The professor who likes to learn from the past

The professor who likes to learn from the past

Professor Daniel Clark gets much more out of his job than a paycheck.

“I enjoy challenging students to be better thinkers and writers,” said Clark, who teaches history. “After taking my class, I hope they will be able to think through problems from a variety of perspectives, while also being able to evaluate sources critically.”

 

He grew up in Midland in the shadow of the Dow Chemical Co. during the Vietnam War era. Clark recalled a day when he was in elementary school during the height of the protests.

“Midland is dependent on Dow Chemical, while Dow Chemical held large government contracts to produce war materiel like napalm and Agent Orange,” Clark said. “My dad drove me and my sister to elementary school one day, which happened to be the same day Dow Chemical was holding its stockholders’ convention.
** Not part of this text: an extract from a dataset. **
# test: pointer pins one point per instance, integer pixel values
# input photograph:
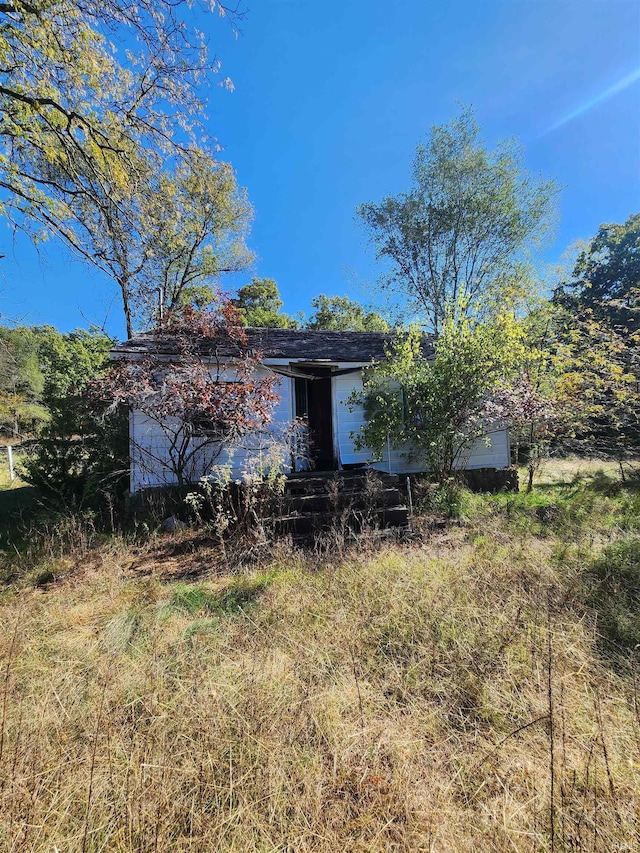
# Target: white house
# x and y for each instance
(318, 372)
“When we got to the school, there were massive protests outside the front of the school. When I asked my dad about the protesters, he told me that the protesters were no good and that I shouldn’t pay attention to them. My father worked for the Dow Chemical Co., so when he told me what he had he told me, this only stoked my curiosity about the issue.”

Clark was a self described, wide-eyed youth, who rooted for all the Detroit based teams when he was growing up.

“As a kid I used to listen to the Detroit Tigers during the 1968 season on a transistor radio when I was supposed was to be asleep,” he said. “When Ernie Harwell told me Gates Brown ‘hit that ball a mile’, I literally believed him.”

After graduating high school, Clark attended Albion College. He received a bachelor’s degree in history.

During his time at Albion, Clark spent a year studying abroad at the University of Sussex in England. He even got to travel to the U.S.S.R during the early ’80s to visit his brother who was studying Leningrad at the time.

Following undergrad, Clark continued his education at Duke University, where he received a master’s degree and a doctorate degree in history.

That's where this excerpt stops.